We propose a Deep Multimodal Fusion Model (DMFM) to conduct multimodal sentiment analysis in public emergencies. The DMFM can capture the semantic information from texts and exploit the complementary information of images.

We evaluate the proposed model by examining it on Weibo and Twitter public emergency datasets. Also, we compare the experimental results with baseline models. Results show the advantage of DMFM.

The rest of the paper is organized as follows: Section 2 covers related work on sentiment analysis; Section 3 describes the proposed method; Section 4 reports experimental results; Section 5 summarizes the paper and outlines the future work.

Related work

2.1

Sentiment analysis during public emergencies

Sentiment analysis, also known as opinion mining, is used to analyze people’s views, emotions, attitudes, etc., on a certain entity, e.g., products, services, and topics (T. Chen et al., 2017). During public emergencies, the sentiments of online users are the most direct performances of their attitudes about events. They usually express their opinions via social platforms, and have a great impact on the evolution of events (S. Zhang et al., 2018). Sentiment analysis techniques are increasingly used to grasp reactions from social media users to the unexpected and stressful social events (Gaspar et al., 2016). There have been some researches about the sentiment analysis in public emergencies. For example, to address the lack of the sentiment annotation rule, Wu et al. (2020) designed an annotation rule based on OCC model for enhancing the sentiment classification of social crisis texts. Smith et al. (2018) performed network and content analysis for recognizing the emotional changes in public emergencies. W. Zhang et al. (2020) built a domain emotion lexicon for public emergencies to detect the evolution of negative public opinions. However, these studies are all based on the text contents in social media to analyze the sentiments, and ignore the other attachments (e.g., image, video) to text contents related to users’ sentiments.

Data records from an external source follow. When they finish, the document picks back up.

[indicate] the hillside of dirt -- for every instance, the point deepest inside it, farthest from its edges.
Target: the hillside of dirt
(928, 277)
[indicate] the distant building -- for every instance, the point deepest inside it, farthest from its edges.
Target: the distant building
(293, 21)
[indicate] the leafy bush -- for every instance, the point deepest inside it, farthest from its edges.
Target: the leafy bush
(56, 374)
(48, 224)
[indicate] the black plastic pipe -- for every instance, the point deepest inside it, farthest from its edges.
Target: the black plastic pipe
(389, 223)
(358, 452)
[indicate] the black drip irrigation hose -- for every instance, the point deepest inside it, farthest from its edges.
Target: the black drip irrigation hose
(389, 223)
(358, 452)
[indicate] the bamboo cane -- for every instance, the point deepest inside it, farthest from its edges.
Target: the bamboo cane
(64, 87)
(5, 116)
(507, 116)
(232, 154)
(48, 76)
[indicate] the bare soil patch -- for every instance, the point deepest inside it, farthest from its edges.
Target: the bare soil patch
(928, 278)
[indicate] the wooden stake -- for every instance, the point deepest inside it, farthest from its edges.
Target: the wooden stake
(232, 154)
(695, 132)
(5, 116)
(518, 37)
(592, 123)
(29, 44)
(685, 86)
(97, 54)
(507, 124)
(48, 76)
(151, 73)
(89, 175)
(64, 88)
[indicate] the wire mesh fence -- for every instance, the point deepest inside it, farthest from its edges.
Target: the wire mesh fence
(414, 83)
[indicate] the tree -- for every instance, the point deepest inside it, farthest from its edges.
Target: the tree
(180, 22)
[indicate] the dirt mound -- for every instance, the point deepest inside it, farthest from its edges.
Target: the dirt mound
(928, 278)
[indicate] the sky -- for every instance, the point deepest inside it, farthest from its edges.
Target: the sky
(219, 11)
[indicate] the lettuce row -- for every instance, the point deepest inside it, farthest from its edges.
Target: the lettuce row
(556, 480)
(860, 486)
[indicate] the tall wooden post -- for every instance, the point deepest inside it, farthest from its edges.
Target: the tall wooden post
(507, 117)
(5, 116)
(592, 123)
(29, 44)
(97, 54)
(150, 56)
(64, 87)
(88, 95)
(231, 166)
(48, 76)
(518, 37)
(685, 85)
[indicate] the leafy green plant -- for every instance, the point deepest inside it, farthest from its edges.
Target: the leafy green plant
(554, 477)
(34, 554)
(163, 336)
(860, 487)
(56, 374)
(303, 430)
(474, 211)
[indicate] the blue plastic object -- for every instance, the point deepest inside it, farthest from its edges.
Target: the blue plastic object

With the development of SMPs, the expression form has changed greatly, from plain textual contents to ones including other modalities, such as images (Zhu et al., 2022). Technically, it is difficult to classify the sentiment using the unimodal-based methods when the meaning of textual contents is ambiguous. Thus, we consider combining the texts and images attached with texts during public emergencies, to analyze the sentiments of users.

2.2

Unimodal sentiment analysis

(1)

Textual sentiment analysis

In general, the text-based sentiment analysis methods can be divided into three types, namely: emotion lexicon-based, statistics-based, and deep learning-based (Young et al., 2018). However, emotion lexicon-based algorithms depend on the quality and size of the lexicon, which can restrict the performance of sentiment analysis extremely due to the poor scalability and migration. When dealing with the textual contents in different domains, the emotion lexicon usually needs to be upgraded or reconstructed, and is not suitable for the constantly changing network content. The statistical methods usually employ supervised machine learning algorithms to train a model with the dataset. Moreover, when the trained corpus is large-scale, the traditional machine learning models cannot classify the sentiments efficiently because of the high computational complexity and dependency on the quality of annotated data (Moraes et al., 2013).

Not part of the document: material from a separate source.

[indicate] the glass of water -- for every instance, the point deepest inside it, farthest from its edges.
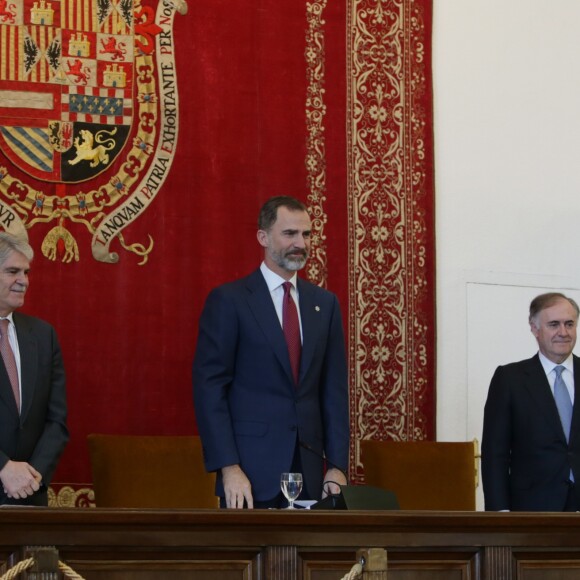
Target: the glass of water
(291, 486)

Deep learning techniques have made great success in NLP (Abdi et al., 2019; C. Chen et al., 2023). The quality of word representation has a vital influence on the performance of the model in sentiment analysis. There are some successful word representation models, such as Glove (Pennington et al., 2014), Word2vec (Mikolov et al., 2013), Bidirectional Encoder Representations from Transformers (BERT) (Devlin et al., 2019). Rezaeinia et al. (2019) proposed an improved word2vec to train word vectors for sentiment analysis. Zhao et al. (2019) employed the BERT to obtain pretrained word embeddings to perform document-level sentiment analysis. Remarkably, the use of word embeddings in the aforementioned methods is all pretrained on a large-scale general corpus, rather than domain corpus.

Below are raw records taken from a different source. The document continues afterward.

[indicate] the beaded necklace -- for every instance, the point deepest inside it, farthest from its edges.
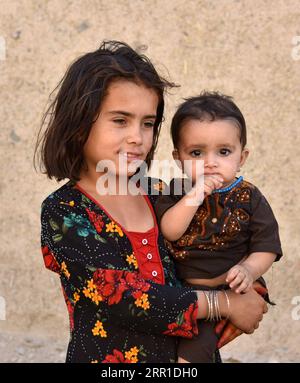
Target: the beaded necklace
(230, 186)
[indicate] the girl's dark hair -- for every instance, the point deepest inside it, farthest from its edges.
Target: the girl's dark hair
(208, 106)
(77, 105)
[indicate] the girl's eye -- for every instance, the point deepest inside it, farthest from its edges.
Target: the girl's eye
(149, 124)
(196, 153)
(225, 152)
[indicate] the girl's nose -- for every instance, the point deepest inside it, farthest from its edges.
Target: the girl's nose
(135, 135)
(210, 162)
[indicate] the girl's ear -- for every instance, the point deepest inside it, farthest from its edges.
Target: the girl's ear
(175, 154)
(244, 156)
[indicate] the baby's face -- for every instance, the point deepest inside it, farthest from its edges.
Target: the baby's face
(217, 143)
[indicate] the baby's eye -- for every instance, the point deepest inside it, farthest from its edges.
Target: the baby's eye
(119, 121)
(225, 152)
(196, 153)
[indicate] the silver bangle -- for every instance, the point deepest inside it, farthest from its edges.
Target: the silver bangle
(228, 303)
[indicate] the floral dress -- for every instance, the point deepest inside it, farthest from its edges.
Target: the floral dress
(124, 301)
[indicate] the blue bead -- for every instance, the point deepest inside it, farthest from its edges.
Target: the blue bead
(229, 187)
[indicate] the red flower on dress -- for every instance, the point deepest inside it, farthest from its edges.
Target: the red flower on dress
(110, 284)
(96, 220)
(70, 308)
(49, 260)
(186, 324)
(135, 282)
(117, 357)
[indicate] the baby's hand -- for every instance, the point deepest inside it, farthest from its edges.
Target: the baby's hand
(210, 183)
(239, 279)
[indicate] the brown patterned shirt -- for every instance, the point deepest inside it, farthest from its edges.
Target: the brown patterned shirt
(226, 227)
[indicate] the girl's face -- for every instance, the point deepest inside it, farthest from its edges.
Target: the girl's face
(217, 143)
(124, 129)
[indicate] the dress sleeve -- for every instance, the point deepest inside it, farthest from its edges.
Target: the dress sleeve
(104, 284)
(264, 227)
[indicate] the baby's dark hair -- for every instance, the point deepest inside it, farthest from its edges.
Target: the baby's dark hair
(78, 102)
(208, 106)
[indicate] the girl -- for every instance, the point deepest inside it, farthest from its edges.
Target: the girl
(118, 281)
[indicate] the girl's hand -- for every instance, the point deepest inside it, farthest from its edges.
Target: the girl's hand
(239, 279)
(226, 330)
(246, 310)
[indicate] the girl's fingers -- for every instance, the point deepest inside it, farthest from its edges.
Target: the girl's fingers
(229, 336)
(220, 326)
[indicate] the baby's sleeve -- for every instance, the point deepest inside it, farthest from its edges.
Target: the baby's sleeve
(264, 227)
(167, 199)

In the aspect of learning the contextual information, the sequential models, such as Recurrent Neural Network (RNN) and its extension LSTM, are popular and effective. For example, Socher et al. (2013) applied the RNN to recognize the sentiments of movie review text contents, and experiments showed that the RNN had promising results in sequential data. However, with the gap of contextual content becoming large, distant information cannot be learned by RNN and LSTM overcomes that well. Liu & Guo (2019) combined the Bi-LSTM and a CNN layer to analyze the six emotions in textual contents. Wang et al. (2018) proposed a stacked residual LSTM method for sentiment analysis.

(2)

Visual sentiment analysis

The visual sentiment is the human’s emotional response to images. CNN has made breakthroughs in many Computer Vision (CV) tasks, such as image classification (Kim et al., 2022), visual question answering (Ruwa et al., 2019; Yusuf et al., 2022), image retrieval (Lu et al., 2019). Recently, there has been some research about the visual sentiment using CNN. For example, T. Chen et al. (2014) proposed a visual sentiment recognition model, named SentiBank2.0, containing five convolutional layers and three fully-connected layers. They employed over one million Adjectives-Noun-Pairs (ANPs) with annotation to train the model. Their experiments showed the proposed model achieved better performance than traditional machine learning methods. In practice, training a deep neural network needs large-scale datasets with accurate annotation. However, collecting large-scale datasets with accurate annotation is difficult and time-consuming. A proper way to solve that is transfer learning. Campos et al. (2017) proposed a model constructed by a pretrained AlexNet-styled network and fine-tuned the model on the DeepSent dataset to perform the validation of visual sentiment analysis. Song et al. (2018) presented a deep CNN model with attention mechanism, recognizing the visual sentiment through detecting the emotional area with the strongest polarity. Yang et al. (2018) presented a visual sentiment analysis model, considering the overall and regional information of the image.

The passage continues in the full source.